The United States is threatening to attack Syrian President Bashar al-Assad’s regime for a third time should it use chemical weapons in an assault on the northwestern province of Idlib, marking a significant shift in strategy after months of indications that the United States would soon pull out of the conflict.

In the most explicit warning to date, U.S. President Donald Trump’s national security advisor, John Bolton, said Monday that the United States and its British and French allies had agreed that another use of chemical weapons by the Syrian government would trigger a significant escalation, compared to previous airstrikes.

“We’ve tried to convey the message in recent days that if there’s a third use of chemical weapons, the response will be much stronger,” Bolton said after a policy speech in Washington.

The U.S. has attacked the Syrian government twice in the last two years in response to the regime’s use of chemical weapons, and both attacks were clearly illegal under the Constitution and the U.N. Charter. A third attack would be just as illegal. The fact that the U.S. has to keep striking and threatening the Syrian government tells us that previous strikes have been ineffective, and that means that additional strikes would likely be no better.

Bolton’s statement suggests that this third attack would be a significantly larger one than the previous two.
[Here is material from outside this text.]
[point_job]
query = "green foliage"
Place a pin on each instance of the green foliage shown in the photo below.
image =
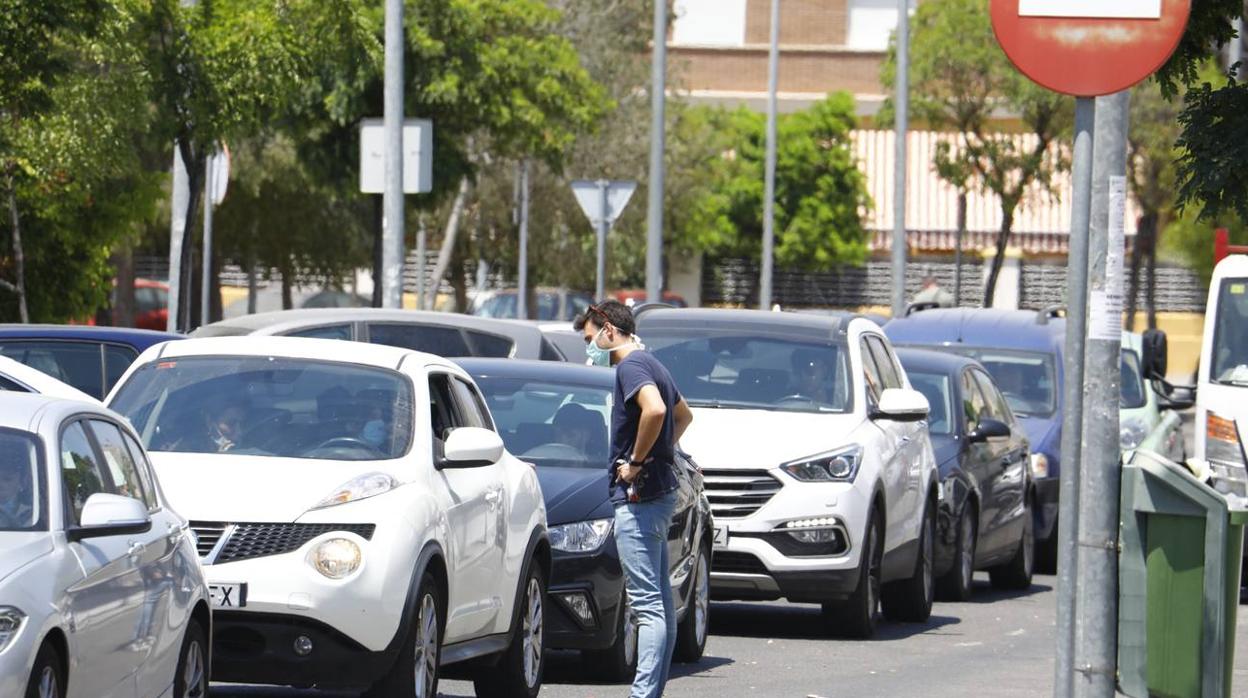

If that’s the case, it runs an even greater risk of setting off a wider conflict with Syria, Iran, and Russia. The danger with each new attack is that our leaders may mistake forbearance by the Syrian government and its allies for an unwillingness to strike back, and so each time that the regime and its patrons don’t respond to an attack our leaders wrongly assume that they can keep attacking without consequence. One of these times they are going to be wrong about that, and the U.S. will find itself stumbling into a bigger conflict than it bargained for. The U.S. has nothing at stake in Syria that warrants taking that risk.

It is not the responsibility of the U.S. government to police the Syrian civil war. Our military has no business operating inside Syria or keeping American forces on Syrian territory. Attacking the Syrian government exposes U.S. forces in Syria to potential reprisals, and it serves no American security interests. The Trump administration doesn’t have a legal justification for what it has done in the past, and that is why it has refused to tell Congress how it thinks its previous attacks on Syria are justified. It isn’t telling Congress these things because it has nothing credible to offer and everyone knows it. The Trump administration would be wrong to launch more airstrikes on the Syrian government, and it has absolutely no authority to do so under the Constitution. There is likewise no justification for committing acts of war against the Syrian government when it is completely unrelated to self-defense.